With irritation, she rifles through the wire hangers, looking for her favourite pieces.

"Horrible, horrible, old fashioned, yuk," she says, dismissing jacket after jacket in quick succession.

Then her face lights up. She hauls out a soft, velvet-like, tunic-length shirt in a warm purple. "Now, this is the sort of thing I like."

Quickly she pinpoints another long shirt, this time in an oatmeal linen.

She readily admits she's happier in her chef whites, or wearing casual clothes. When we meet, she is dressed in a pink cashmere round-neck sweater with a long brown skirt and shooting-style gilet. There is a weathered Barbour jacket hanging over the chair in her cosy kitchen. In the utility room, half a dozen white tunics from her cookery school at nearby Swinton Park Hotel are airing.

"I have to think about clothes all the time," says Rosemary, who is not allowed to wear chef whites for much of her TV work. "When I am on the Alan Titchmarsh show, I have to wear something different every week. That show runs for ten or 14 weeks at a time, so that is a lot of clothes."

Rosemary, who is in her mid-50s and has two grown-up children and two grandchildren, says she knows the sort of clothes she would love to wear, but they are difficult to find.

"I like very simple stuff. I am a big lady, so I like to keep myself streamlined. I like to wear a straight skirt and I don't like dark colours. They are quite ageing."

Her favourite clothes come from Marina Rinaldi, which she buys in London, Julie Fitzmaurice, from Harrogate, and Evans, for high-street staples. Recently, she's been wearing a couple of pieces from on-line retailer Eric Hill, and among her best-loved pieces are items from Dawn French's collection.
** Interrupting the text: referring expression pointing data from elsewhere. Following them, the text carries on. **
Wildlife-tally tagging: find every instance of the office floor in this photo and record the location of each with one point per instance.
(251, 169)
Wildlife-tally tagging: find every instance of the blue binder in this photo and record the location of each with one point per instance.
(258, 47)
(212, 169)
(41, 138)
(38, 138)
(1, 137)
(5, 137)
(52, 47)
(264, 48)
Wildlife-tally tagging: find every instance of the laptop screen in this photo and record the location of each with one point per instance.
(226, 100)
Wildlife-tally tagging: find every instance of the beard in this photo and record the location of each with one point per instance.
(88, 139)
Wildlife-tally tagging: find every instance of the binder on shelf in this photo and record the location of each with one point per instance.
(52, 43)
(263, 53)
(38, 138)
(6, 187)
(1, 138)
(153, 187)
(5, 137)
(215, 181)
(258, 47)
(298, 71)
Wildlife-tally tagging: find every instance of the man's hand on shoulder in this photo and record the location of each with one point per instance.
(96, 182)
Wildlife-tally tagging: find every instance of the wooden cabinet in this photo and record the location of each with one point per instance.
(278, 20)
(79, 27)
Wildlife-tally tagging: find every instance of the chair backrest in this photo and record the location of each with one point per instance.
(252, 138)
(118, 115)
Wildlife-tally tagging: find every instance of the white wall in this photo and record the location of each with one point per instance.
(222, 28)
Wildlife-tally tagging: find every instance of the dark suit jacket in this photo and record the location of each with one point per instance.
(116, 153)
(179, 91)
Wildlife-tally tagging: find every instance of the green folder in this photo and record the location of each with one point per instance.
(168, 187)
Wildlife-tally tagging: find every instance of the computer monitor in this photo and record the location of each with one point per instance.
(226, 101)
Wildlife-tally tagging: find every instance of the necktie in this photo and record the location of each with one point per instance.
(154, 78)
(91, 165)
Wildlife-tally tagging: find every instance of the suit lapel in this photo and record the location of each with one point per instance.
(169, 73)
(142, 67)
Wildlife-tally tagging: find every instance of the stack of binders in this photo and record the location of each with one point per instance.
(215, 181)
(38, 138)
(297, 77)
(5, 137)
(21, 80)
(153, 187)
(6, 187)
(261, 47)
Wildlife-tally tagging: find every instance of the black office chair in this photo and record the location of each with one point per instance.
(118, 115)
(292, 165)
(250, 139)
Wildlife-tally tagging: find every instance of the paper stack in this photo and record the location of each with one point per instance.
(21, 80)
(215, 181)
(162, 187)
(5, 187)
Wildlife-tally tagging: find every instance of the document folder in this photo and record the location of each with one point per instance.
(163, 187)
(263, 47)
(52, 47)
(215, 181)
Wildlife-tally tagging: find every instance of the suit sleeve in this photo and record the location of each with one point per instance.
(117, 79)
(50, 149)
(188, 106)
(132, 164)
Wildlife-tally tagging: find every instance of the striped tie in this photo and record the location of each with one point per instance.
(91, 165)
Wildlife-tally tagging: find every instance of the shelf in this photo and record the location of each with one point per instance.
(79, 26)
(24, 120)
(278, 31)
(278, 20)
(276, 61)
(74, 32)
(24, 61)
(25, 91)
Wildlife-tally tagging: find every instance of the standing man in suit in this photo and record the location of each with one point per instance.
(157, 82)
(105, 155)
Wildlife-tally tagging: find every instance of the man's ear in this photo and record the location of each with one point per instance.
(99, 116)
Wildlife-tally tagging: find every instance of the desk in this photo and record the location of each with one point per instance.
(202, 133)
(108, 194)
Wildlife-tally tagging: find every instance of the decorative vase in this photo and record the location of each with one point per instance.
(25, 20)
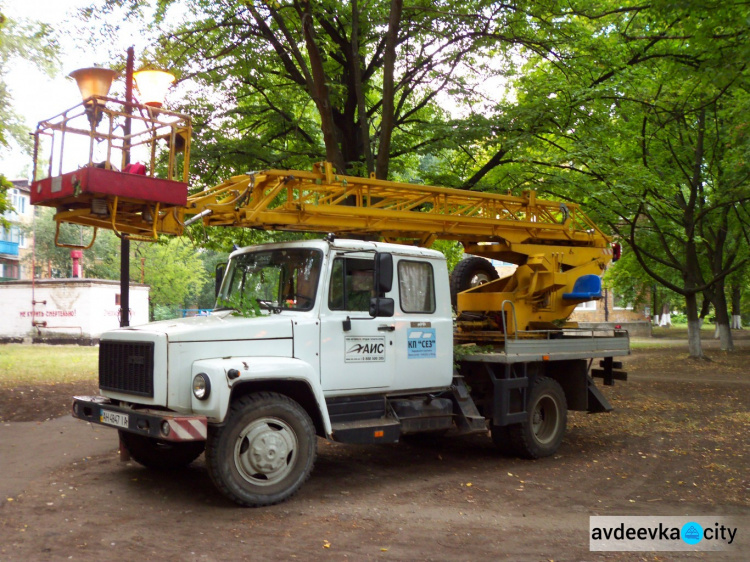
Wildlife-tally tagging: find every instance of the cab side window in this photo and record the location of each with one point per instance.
(416, 286)
(351, 284)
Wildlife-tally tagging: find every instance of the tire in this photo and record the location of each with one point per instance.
(541, 435)
(264, 452)
(471, 271)
(161, 455)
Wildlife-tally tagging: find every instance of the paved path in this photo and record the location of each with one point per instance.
(29, 450)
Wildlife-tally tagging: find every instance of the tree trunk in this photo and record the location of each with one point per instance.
(722, 317)
(666, 317)
(388, 117)
(694, 328)
(705, 309)
(361, 107)
(320, 94)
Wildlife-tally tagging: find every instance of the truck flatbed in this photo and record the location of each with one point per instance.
(553, 346)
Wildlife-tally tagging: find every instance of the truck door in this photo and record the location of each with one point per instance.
(423, 338)
(362, 357)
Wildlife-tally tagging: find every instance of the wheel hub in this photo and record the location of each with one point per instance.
(264, 451)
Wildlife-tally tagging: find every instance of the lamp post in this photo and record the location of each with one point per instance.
(152, 85)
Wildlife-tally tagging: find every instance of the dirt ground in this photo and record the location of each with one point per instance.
(676, 444)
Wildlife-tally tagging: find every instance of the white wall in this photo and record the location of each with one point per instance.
(72, 308)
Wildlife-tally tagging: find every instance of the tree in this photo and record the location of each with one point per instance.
(640, 116)
(363, 85)
(30, 42)
(173, 270)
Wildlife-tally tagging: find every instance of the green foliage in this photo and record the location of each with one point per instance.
(244, 307)
(101, 261)
(452, 250)
(173, 270)
(460, 352)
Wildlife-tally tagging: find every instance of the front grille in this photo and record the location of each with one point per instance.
(127, 367)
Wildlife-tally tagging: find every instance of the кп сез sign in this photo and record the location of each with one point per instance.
(422, 343)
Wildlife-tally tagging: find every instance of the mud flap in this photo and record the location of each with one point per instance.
(468, 418)
(597, 401)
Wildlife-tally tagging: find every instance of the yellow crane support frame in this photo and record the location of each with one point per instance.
(552, 243)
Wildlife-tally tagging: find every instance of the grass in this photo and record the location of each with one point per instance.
(31, 365)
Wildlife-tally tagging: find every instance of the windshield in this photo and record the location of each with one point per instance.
(276, 280)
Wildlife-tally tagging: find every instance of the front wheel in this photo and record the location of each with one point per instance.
(265, 451)
(160, 455)
(542, 432)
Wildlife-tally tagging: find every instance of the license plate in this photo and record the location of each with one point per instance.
(113, 418)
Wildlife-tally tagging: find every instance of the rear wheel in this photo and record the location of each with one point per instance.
(541, 434)
(163, 455)
(470, 272)
(265, 451)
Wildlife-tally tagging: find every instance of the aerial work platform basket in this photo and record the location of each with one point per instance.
(87, 151)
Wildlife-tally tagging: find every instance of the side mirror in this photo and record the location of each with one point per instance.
(220, 270)
(383, 273)
(381, 307)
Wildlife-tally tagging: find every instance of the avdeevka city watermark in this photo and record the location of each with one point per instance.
(663, 533)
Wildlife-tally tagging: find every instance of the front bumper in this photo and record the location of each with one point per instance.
(149, 423)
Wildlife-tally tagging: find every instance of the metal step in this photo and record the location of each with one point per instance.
(379, 430)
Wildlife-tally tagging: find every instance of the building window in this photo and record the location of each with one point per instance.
(620, 303)
(9, 270)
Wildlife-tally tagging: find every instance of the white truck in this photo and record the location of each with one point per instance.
(346, 340)
(343, 339)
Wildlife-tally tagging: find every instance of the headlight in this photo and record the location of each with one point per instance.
(201, 386)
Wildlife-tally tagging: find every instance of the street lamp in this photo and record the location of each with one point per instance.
(94, 82)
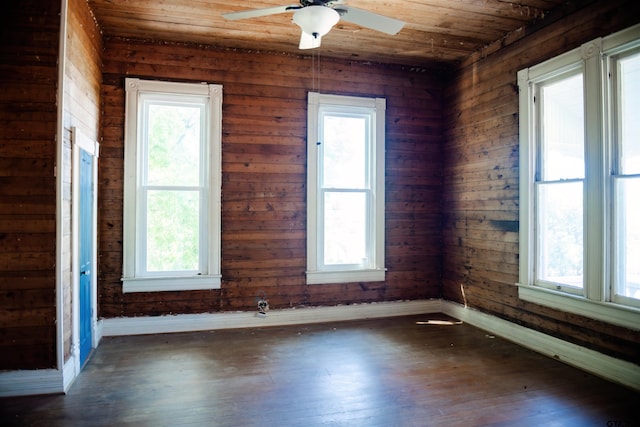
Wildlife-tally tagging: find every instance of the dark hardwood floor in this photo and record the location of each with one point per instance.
(379, 372)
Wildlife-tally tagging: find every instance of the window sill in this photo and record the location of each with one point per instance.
(628, 317)
(163, 284)
(319, 277)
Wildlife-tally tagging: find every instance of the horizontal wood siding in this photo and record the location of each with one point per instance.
(264, 176)
(481, 181)
(83, 77)
(28, 78)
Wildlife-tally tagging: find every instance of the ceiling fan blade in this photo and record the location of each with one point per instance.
(370, 20)
(307, 41)
(255, 13)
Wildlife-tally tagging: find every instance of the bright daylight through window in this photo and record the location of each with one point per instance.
(345, 226)
(580, 180)
(172, 186)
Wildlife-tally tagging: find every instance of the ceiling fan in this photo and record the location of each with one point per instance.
(317, 17)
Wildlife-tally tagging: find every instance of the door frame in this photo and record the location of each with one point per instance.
(82, 142)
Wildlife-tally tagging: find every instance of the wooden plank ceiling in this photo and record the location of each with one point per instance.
(435, 30)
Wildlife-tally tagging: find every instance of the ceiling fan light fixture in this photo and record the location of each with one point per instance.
(316, 20)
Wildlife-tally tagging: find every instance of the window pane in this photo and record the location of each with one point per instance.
(173, 154)
(344, 151)
(627, 206)
(345, 224)
(172, 230)
(629, 115)
(560, 236)
(562, 129)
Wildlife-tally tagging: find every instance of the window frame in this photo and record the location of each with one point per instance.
(208, 275)
(595, 300)
(317, 273)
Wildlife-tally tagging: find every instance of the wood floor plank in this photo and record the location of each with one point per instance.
(376, 372)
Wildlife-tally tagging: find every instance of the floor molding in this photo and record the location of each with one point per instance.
(610, 368)
(52, 381)
(243, 319)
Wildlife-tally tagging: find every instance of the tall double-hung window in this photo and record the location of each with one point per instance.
(580, 180)
(172, 186)
(345, 189)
"I am big built and I have had problems finding clothes all my life," says Rosemary. "People think that because of my size I don't want to look exciting or sexy. If you are fat, everyone thinks you are old-fashioned; that you have lost it. But you still want to be trendy and fun - it's just so difficult to find clothes.

"It's really difficult to get big sizes that look lovely. I'd love to start my own range of clothes for bigger sizes. I know what's right for me: casual, but smart, and clothes that make you feel comfortable. I don't want skirts that are bulky, or clothes that are shiny, but things that are nicely shaped. And good bras. And sexy nighties. Want to find a nice, silk nightie? You must be joking!"
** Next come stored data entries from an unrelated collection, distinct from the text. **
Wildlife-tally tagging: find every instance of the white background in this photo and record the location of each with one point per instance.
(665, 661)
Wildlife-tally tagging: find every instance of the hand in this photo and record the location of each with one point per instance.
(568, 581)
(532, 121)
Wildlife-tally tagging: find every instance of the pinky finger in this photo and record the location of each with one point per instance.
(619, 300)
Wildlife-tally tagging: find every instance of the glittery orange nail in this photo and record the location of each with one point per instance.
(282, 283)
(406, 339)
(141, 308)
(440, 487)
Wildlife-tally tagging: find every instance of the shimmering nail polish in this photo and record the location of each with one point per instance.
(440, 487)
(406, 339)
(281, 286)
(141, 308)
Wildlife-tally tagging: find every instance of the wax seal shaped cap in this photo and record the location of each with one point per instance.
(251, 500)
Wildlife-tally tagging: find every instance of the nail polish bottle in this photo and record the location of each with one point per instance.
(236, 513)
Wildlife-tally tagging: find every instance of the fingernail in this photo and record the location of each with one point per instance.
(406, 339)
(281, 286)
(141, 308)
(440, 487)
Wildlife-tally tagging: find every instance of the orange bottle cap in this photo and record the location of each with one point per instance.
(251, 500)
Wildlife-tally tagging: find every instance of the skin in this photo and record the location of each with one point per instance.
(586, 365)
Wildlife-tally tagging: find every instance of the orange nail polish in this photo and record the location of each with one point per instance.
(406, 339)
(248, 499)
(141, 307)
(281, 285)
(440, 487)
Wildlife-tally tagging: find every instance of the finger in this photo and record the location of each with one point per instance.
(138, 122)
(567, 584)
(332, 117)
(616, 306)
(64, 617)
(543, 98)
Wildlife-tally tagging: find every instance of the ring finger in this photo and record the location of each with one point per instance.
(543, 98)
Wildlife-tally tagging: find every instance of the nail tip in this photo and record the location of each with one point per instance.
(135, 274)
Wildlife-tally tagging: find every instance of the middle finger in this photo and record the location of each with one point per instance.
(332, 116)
With a cookery school to run, a new series of School For Cooks to film and a new cook book (her first for seven years) to finish, Rosemary has enough on her plate without tackling the fashion industry.

But only a fool would bet against Rosemary not doing something once she has set her mind to it.
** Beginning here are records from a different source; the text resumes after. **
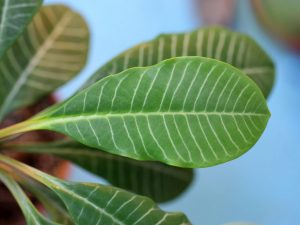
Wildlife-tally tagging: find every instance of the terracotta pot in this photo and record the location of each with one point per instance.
(10, 213)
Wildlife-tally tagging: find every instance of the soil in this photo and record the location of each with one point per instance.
(10, 213)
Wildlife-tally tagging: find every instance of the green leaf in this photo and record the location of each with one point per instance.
(53, 205)
(219, 43)
(50, 52)
(155, 180)
(31, 214)
(14, 17)
(187, 112)
(99, 204)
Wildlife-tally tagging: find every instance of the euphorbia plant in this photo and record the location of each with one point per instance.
(187, 100)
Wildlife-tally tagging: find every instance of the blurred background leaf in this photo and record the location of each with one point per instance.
(14, 17)
(156, 180)
(219, 43)
(51, 51)
(280, 18)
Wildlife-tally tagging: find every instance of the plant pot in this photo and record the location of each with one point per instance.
(10, 213)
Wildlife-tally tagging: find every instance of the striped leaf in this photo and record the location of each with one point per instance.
(187, 112)
(14, 17)
(31, 214)
(155, 180)
(98, 204)
(219, 43)
(50, 52)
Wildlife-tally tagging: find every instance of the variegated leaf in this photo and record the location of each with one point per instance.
(31, 214)
(155, 180)
(98, 204)
(219, 43)
(49, 53)
(187, 112)
(14, 17)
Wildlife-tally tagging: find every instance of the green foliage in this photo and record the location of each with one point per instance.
(14, 16)
(98, 204)
(187, 112)
(186, 100)
(32, 216)
(158, 181)
(219, 43)
(49, 53)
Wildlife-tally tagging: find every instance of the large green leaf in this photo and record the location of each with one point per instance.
(99, 204)
(155, 180)
(50, 52)
(31, 214)
(187, 112)
(14, 17)
(213, 42)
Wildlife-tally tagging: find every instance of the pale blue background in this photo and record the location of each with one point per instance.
(263, 186)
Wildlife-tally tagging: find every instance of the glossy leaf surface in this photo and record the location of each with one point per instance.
(14, 16)
(219, 43)
(188, 112)
(155, 180)
(50, 52)
(31, 214)
(99, 204)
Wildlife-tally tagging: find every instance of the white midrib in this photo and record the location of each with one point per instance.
(40, 123)
(3, 18)
(59, 27)
(153, 167)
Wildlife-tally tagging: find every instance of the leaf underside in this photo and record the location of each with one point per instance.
(219, 43)
(50, 52)
(14, 16)
(187, 112)
(158, 181)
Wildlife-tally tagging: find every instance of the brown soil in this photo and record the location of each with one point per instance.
(10, 213)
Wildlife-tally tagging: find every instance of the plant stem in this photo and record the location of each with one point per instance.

Working hard is Rosemary's primary occupation, and advancing her career is her top priority.

"I have missed every family wedding, everything that is going on with my family," she says candidly. "I have missed a social life for the last number of years. I have had to dedicate my life to work and reinvent my life."

Rosemary's incredible drive stems from the fact that in the recession of the early 1990s, she and her husband lost everything when his business failed.

"We lost the house, everything," she said. "We only managed to salvage a few pieces of furniture. Basically we had to start again."

Rosemary came to professional cooking relatively late - she was in her 30s when she got her big break, working with Jean-Christophe Novelli. "I've been cooking all my life and loved cooking as a child when I used to enter cookery competitions," she said.

"But I also enjoyed art, so went to art college. I ended up working for an architects in the City, doing technical drawings, but I was dreadful at it."

She quit and set up her own catering firm, only to realise that if she wanted to be proper cook, she had to work from the bottom up by getting a job in a restaurant kitchen.

"I have spent the last 30 years learning how to cook," says Rosemary.

"Every job I went in to, I had to learn, and learn fast. I learned from books, or working on the hoof. I worked long hours - 18 hours a day, that's how I got on."

Rosemary is now passing on her knowledge in the ITV series School For Cooks, a variation on Masterchef, where enthusiastic amateurs battle it out for a work placement at a Michelin-starred restaurant. Rosemary is filming a new series at Swinton Park and the new cookery book ties in with the show. Out in September, it will feature recipes from the programme. Unlike Delia's How To Cheat, this book, says Rosemary, is for people who actually want to cook.

"Cook books seem to be going so simple now," she says. "But there are real foodies out there who want to know how to cook and want to know how to do things."